La verdadera y sustantiva función de los Estados no consiste en
adulterar o anestesiar las leyes del mercado sino garantizar con el
imperio de la ley y el estado de derecho que este funcione sin
posiciones dominantes de información o de influencia. Preservar la libre
actuación de la oferta y la demanda y sancionar e impedir cualquier
actividad contraria a ella: he ahí su mas alta vocación. Cualquier otra
consideración de sesgo estatal en el acto transaccional del mercado
conduce a diversas malformaciones indeseables: o bien políticas
taumatúrgicas donde un sano y necesario ‘Estado del bienestar’ se ve
sustituido por un inviable ‘Estado benefactor’ o bien una deriva
progresiva hacia economías de plan central.
Pero Francisco I –como lo hiciera Ratzinger en la encíclica ‘Caritas
in Veritate’- responde que la economía no solamente está gobernada por
leyes económicas, sino que está determinada por la acción del hombre.
Aunque la economía de mercado descanse en el entramado de sus propias
reglas, no puede eludir al ser humano o excluir su libertad moral. El
desarrollo de los poderes espirituales de la humanidad es esencial para
el desarrollo de la comunidad. Estos poderes espirituales son en sí
mismos un factor económico: las reglas del mercado solo funcionan
eficientemente cuando existe un consenso moral que las sostenga. Es
este, técnicamente, el punto más delicado de confrontación.

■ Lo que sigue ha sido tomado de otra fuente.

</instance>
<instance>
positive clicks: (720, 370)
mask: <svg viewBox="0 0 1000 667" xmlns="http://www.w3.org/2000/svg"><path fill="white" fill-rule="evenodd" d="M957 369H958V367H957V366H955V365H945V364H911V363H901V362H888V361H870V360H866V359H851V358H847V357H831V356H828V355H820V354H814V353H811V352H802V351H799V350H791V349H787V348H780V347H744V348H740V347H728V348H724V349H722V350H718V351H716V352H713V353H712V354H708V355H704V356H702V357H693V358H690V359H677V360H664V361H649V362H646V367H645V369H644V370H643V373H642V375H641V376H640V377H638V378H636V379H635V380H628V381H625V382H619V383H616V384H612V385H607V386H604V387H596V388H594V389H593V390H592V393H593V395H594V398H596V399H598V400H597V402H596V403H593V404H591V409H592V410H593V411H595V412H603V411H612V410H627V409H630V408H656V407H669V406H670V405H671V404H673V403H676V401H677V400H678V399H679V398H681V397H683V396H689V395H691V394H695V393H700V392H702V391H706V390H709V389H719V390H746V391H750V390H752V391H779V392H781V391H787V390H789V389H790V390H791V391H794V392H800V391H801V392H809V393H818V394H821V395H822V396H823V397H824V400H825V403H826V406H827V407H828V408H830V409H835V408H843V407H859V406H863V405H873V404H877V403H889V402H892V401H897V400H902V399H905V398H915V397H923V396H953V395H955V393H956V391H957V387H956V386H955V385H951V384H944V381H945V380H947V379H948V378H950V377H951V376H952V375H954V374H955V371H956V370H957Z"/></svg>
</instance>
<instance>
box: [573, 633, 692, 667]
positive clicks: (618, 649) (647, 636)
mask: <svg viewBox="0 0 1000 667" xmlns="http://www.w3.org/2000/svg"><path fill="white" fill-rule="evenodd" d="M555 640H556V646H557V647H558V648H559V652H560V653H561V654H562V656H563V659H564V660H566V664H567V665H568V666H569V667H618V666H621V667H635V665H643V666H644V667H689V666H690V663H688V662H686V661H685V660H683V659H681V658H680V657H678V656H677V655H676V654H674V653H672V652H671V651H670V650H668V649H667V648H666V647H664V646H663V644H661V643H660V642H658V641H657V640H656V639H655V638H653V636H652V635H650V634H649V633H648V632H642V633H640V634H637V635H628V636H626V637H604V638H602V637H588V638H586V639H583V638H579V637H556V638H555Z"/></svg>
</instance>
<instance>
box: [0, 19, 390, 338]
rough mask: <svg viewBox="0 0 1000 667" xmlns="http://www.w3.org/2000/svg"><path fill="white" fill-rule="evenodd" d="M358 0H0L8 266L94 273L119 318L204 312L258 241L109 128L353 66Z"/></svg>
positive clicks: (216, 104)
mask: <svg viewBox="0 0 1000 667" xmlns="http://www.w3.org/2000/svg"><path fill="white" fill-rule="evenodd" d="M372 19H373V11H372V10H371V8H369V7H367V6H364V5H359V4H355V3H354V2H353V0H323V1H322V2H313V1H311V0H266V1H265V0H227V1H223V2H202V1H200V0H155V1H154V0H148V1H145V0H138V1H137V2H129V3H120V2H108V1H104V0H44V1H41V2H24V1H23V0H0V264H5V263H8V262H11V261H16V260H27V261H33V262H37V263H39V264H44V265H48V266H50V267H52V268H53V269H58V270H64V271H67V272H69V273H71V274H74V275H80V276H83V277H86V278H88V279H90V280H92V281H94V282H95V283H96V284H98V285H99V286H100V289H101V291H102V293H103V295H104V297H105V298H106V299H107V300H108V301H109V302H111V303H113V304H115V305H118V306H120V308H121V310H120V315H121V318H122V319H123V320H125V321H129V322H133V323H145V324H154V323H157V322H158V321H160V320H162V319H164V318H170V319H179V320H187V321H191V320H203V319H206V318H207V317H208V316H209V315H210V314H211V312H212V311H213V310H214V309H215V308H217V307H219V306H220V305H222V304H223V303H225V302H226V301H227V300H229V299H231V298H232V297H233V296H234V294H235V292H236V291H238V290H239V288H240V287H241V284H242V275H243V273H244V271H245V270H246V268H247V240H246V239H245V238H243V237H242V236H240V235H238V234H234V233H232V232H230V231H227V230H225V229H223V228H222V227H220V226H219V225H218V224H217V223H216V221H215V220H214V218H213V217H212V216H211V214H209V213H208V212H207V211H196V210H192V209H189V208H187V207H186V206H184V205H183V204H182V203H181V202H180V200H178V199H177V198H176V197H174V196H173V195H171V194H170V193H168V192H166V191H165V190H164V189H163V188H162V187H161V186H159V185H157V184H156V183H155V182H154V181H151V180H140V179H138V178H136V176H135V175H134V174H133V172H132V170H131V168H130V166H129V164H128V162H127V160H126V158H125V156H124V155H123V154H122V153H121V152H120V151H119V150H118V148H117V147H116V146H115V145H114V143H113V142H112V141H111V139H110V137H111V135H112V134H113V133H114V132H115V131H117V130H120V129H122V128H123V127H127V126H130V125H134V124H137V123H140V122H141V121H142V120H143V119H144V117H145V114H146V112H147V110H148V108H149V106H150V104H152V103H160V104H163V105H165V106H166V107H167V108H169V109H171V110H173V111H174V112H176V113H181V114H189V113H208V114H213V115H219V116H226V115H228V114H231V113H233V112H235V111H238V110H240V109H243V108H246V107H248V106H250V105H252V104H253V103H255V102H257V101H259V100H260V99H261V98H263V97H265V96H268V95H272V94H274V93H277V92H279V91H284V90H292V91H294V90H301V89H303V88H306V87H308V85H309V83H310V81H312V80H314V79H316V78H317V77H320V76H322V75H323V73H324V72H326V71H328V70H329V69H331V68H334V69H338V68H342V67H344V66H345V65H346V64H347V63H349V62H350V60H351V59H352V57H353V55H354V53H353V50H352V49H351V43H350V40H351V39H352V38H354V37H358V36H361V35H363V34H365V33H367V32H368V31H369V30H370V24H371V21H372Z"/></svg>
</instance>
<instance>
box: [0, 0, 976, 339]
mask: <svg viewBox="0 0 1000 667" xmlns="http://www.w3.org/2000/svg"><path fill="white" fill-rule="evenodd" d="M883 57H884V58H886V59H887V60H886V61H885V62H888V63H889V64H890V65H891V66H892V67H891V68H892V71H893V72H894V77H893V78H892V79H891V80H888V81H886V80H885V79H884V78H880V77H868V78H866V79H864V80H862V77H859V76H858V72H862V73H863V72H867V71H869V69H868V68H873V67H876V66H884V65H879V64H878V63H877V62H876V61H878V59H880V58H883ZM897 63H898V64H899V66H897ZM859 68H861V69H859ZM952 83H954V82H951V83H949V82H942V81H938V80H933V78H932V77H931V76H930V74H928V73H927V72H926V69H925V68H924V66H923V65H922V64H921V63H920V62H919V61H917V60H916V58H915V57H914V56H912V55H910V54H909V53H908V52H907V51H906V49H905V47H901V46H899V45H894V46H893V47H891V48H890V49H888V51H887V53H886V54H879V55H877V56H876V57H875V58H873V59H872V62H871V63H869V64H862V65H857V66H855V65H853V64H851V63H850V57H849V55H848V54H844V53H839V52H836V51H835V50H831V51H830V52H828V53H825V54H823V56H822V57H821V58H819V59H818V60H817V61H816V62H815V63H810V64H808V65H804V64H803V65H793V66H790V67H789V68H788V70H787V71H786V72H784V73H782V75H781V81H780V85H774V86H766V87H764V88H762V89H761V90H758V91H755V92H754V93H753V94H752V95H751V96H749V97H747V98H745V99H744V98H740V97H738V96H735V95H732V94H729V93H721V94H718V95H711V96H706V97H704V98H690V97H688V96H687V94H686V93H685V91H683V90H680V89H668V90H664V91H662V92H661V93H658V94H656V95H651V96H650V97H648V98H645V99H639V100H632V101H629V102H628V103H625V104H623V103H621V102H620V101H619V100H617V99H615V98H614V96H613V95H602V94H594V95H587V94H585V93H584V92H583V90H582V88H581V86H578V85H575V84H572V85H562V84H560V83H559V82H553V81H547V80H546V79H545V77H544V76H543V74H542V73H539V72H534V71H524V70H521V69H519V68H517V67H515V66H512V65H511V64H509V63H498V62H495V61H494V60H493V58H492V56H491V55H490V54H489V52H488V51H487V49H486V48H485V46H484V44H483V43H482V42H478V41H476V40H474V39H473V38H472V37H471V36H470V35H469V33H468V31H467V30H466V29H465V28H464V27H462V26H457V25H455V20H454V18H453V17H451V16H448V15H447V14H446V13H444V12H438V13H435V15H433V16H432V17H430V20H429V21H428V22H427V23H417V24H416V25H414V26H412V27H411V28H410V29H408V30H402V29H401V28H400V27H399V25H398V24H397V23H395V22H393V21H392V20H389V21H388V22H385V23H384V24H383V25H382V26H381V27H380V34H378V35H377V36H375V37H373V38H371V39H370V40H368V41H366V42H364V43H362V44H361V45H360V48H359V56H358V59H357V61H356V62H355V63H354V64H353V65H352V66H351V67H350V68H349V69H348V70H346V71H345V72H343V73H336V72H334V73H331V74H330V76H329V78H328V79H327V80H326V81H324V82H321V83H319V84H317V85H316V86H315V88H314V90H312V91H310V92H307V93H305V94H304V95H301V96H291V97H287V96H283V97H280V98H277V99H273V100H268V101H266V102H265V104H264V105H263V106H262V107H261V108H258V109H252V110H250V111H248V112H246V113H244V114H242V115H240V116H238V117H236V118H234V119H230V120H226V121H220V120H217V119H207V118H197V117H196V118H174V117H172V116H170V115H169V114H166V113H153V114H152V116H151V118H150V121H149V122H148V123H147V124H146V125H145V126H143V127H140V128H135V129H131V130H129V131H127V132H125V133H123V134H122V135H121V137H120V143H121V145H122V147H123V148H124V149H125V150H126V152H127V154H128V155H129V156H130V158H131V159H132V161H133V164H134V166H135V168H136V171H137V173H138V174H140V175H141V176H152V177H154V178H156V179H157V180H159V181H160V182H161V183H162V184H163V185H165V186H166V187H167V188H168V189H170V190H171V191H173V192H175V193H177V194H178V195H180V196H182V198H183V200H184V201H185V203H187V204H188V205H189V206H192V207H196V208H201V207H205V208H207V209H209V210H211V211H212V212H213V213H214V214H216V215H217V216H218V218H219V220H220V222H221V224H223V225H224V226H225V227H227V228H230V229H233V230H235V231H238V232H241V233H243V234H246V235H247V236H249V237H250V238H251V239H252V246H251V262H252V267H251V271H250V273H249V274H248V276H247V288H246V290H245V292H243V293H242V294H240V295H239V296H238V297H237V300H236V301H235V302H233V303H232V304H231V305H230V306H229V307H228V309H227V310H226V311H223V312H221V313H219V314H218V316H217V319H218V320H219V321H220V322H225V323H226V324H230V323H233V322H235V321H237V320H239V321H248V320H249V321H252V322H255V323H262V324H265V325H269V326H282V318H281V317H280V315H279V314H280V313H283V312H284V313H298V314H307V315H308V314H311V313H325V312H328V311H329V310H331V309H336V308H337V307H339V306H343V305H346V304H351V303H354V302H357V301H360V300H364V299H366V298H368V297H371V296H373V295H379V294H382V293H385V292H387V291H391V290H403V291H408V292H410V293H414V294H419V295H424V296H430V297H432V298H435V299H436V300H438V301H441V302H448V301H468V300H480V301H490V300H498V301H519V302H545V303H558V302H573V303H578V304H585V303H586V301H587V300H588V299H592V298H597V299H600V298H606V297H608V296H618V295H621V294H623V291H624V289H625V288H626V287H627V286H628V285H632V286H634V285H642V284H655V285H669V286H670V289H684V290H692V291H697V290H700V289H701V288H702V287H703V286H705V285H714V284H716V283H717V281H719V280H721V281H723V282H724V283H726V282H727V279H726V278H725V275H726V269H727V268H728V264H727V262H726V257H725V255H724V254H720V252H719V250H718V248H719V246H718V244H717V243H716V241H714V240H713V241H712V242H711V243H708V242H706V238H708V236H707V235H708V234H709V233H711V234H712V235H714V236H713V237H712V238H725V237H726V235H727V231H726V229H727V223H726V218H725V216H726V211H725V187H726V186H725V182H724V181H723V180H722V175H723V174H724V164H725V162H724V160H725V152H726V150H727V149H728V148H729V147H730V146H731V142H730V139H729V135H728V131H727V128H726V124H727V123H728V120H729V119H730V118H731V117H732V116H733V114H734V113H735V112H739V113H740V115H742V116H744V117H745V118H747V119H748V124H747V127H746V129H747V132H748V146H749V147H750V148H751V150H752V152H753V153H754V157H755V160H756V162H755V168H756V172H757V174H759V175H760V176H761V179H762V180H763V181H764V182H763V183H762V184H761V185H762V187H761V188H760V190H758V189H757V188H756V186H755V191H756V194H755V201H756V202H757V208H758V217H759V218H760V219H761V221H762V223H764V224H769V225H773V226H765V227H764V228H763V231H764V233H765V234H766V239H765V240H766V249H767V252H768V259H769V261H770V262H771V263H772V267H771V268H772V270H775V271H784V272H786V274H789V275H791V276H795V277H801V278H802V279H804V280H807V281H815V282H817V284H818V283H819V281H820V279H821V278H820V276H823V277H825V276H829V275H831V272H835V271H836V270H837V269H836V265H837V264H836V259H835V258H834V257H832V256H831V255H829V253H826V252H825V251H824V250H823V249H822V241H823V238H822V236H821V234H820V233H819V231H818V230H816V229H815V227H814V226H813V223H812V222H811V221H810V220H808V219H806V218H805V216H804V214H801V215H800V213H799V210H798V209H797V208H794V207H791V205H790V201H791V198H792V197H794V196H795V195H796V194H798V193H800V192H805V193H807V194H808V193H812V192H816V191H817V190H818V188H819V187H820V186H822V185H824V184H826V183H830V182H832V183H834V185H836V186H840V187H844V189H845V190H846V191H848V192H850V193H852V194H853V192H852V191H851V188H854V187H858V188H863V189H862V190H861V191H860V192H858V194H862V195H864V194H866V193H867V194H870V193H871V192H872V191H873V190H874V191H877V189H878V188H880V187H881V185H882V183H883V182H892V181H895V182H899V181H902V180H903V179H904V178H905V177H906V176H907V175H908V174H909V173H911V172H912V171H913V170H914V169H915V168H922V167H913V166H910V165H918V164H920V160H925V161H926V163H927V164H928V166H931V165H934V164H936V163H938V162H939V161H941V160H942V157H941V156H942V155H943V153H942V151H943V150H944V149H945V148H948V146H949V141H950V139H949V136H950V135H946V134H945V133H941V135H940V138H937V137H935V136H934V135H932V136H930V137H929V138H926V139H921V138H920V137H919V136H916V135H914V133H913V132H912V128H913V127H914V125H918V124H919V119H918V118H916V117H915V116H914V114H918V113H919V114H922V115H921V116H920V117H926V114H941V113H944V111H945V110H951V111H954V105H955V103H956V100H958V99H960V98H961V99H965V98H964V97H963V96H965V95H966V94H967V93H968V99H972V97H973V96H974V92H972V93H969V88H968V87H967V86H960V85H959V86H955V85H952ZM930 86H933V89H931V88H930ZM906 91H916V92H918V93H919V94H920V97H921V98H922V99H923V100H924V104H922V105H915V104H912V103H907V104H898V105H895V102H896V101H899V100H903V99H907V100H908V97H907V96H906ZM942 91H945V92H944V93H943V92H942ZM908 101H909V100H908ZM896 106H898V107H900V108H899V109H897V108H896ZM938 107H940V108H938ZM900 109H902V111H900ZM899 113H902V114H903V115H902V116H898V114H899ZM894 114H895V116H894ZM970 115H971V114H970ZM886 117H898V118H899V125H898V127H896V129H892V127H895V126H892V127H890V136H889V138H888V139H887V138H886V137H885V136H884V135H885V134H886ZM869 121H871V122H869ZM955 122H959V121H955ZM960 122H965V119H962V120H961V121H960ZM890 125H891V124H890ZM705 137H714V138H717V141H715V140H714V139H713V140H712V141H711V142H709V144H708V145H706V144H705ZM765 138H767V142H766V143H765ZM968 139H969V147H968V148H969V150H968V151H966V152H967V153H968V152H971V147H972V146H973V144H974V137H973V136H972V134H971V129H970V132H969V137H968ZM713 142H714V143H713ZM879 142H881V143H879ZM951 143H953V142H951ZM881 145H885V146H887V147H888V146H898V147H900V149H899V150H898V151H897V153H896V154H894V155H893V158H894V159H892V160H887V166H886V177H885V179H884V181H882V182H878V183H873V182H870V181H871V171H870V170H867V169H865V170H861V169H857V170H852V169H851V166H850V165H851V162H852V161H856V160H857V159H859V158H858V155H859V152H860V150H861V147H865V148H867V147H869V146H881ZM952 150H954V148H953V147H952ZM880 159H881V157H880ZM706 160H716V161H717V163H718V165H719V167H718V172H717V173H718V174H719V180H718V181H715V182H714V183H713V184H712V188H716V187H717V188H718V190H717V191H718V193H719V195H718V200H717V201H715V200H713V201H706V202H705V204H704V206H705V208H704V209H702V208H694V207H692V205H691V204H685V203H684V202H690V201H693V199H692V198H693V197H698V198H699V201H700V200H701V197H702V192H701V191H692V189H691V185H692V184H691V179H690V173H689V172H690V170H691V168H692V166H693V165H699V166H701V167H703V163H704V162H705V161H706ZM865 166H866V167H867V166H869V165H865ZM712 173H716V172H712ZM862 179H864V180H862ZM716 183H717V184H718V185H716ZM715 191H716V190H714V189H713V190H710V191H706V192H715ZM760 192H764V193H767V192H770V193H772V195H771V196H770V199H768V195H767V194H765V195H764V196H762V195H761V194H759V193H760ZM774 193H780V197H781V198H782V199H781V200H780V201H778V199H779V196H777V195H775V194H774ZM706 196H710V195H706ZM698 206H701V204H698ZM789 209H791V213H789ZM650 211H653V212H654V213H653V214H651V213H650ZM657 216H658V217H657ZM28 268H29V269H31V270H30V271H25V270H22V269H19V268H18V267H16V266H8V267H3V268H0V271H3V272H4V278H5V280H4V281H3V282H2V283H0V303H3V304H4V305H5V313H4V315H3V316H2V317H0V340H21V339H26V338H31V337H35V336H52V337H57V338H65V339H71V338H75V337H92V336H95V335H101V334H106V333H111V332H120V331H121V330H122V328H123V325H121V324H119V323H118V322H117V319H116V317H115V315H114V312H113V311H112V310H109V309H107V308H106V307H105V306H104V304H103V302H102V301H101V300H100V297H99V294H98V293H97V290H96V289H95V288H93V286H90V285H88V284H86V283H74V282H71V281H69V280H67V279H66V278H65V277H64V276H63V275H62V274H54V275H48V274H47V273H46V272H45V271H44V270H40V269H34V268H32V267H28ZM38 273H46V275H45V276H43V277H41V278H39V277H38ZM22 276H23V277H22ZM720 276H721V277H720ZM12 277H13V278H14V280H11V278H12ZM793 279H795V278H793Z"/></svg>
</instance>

Aunque –parafraseando a Churchill- el capitalismo perviva por ser ‘la
peor forma de relación económica con excepción de todas las demás que
han sido ensayadas’, este debe representar un medio para la libertad y
la prosperidad y no un fin en si mismo. Max Planck sostenía que “las
ciencias avanzan a golpe de funeral”. Error y prueba, a precios en
ocasiones exorbitados.
Recuperar nuestra armadura moral y una actitud inclusiva basada tal
vez en una regulación global y una apropiación y refuerzo atinados de
las iniciativas públicas puede sentar las bases de una nueva era. Pero
los cambios de paradigma se someten a sus propios ritmos y avanzan
formando una serie de círculos inescrutables. Al Papa Francisco, en todo
caso, profundo respeto y admiración.